Let’s face it folks, we are the new wave of the bored. It fucking sucks out there right now, we all know it. So I thought I’d take a dive back into some classic internet history. This may be the first of several articles of this sort.
Today, let’s revisit the original viral video. Some twenty years ago(has it really been that long?), the internet was still in its infancy. Those of you who were around for this will remember that we were only just starting to learn the behaviors that are now commonplace; finding strange shit and sharing it all over the place, gathering in forums to talk to similarly weird people with about the same amount of limited social lives. It was still the heyday of places like Usenet, and Something Awful had begun to become the major internet hub that it ultimately would be for a long time.
Something Awful, being a pay to enter site, avoided a number of the problems that would plague free sites; that of the spam bots. Users could be guaranteed that they were interacting with real people. About a decade later, SA would gain fame for the origination of the Let’s Play, which then in turn eventually gave rise to Twitch streaming.
But even in 2000, long before slowbeef knocked over the first dominoes that would update gamer culture and bring it both into the mainstream, and make it the way that people like PewDiePie, Ninja, and Chuggaaconroy could make their livings, SA was already leaving a cultural imprint.
To the point, the reason we are here. It is this video:
According to Wikipedia, the genesis for what became All Your Base Are Belong To Us began with a Something Awful user named Jeffrey Ray Roberts, who was a part time disc jockey and a member of the gabber band The Laziest Men on Mars. Roberts did up the tune with a voiceover reading one of the badly translated lines from the opening of the Japanese import game Zero Wing for the Sega Genesis. Zero Wing is a side scrolling space “SHMUP,” or shoot ‘em up in the vein of R-Type and Gradius, but did not gain traction in the States and was never given a full release.
This is where the internet lore comes in; there is at this time no way to be certain how it happened, but someone who had the game shared the opening scenes with Something Awful. In this sequence, the game is set up by having an attack by the villain “Cats,” who declares in the worst kind of mistranslation, that “all your base are belong to us” to the stalwart captain of a starship, who then mobilizes “zig,” and the game begins.
But when Roberts, who created the music and titled it “Invasion of the Gabber Robots” and Tribal Wars forum user Bad_CRC, who created the video you see above using photoshop work from a dedicated forum on Something Awful, were done with it, the result became the first true viral video.

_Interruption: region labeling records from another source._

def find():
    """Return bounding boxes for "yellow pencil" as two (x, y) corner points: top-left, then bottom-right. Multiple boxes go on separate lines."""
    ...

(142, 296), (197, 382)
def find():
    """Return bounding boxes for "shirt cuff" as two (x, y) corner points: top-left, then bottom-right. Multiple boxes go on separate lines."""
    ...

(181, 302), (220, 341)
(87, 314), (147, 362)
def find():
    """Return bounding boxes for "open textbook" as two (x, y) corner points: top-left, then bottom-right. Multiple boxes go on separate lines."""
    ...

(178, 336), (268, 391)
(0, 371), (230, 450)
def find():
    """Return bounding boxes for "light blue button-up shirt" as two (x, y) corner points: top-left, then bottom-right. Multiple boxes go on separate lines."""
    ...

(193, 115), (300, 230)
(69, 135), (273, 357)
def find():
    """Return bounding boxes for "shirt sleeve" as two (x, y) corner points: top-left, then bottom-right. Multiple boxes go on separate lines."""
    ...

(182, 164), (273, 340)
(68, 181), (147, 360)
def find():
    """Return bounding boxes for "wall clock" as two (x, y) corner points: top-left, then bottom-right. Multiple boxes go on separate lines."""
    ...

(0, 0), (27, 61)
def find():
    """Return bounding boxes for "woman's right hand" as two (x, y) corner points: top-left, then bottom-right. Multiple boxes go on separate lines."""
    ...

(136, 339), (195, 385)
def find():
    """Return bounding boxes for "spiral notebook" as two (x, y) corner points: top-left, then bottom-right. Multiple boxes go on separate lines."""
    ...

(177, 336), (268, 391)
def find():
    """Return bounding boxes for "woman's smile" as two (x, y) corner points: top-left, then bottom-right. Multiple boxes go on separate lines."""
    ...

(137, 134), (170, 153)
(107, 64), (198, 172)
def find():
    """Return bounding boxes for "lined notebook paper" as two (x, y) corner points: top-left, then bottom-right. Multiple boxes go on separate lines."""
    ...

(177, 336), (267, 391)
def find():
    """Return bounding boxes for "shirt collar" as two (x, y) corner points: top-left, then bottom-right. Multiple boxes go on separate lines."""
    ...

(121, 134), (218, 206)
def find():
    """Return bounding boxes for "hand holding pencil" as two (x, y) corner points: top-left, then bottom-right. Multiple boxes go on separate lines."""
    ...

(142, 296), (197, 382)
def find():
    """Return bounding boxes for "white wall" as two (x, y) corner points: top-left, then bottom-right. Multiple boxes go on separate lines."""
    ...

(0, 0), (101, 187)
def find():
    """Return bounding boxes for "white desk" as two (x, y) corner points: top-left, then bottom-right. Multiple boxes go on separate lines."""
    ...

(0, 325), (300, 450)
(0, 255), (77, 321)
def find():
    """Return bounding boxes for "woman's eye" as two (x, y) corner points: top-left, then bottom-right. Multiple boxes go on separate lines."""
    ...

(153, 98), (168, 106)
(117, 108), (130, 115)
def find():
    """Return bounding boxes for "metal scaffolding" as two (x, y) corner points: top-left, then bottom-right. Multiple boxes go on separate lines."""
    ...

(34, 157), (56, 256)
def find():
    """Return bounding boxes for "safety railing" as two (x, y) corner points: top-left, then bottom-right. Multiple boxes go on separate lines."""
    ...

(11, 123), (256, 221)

With the rise of game emulators, Zero Wing became revisited by gamers who had not heard of it before this event. I played and beat the game upon my first opportunity, and it is a legitimately tough game! This is likely part of the reason it never jumped to North America; at the end of the 80’s in particular, game companies were leery of releasing difficult games in the States for fear of losing the market. This is why Super Mario Bros. 2 happened the way it did.
Zero Wing, on the other hand, and its terrible intro scene that led to all of this, is now the stuff of legend and fond memories for those of us who witnessed its rise. This was a time where YouTube didn’t really exist, which made the sharing mechanism that much harder. That it gained the traction, following, and secured its place in internet history is a testament to how dedicated people were to do the legwork and make sure others saw it. I kept a copy of the flash animation, which is how this video was primarily distributed, on my hard drive for years before YouTube became a thing and the video was accordingly posted.
In this age of connectivity, it’s remarkable in many ways to remember how we got here. It wasn’t always as easy as it is now to get people to find something on a large scale, but All Your Base is a major piece of how we got here. For great justice.
I’m borrowing this from a commenter on Youtube – please don’t shoot me.
An elegant meme, from a more…civilized age.
Well done! Had not thought of or heard gabber in a while.
Now that was a blast from the past. You reminded me of three other golden oldies:
And my personal favorite because I still bust this out on occasion…
Is YTMND still up and running?
…I believe they got the search/archive functions working but it’s not up as as a site any more?
http://ytmnd.com/search/
…although it seems to suggest they run a discord of some sort?
Years ago, I stumbled on a whole mess of YTMND soundtracks that someone had posted online. Those are some delightful and eccentric albums.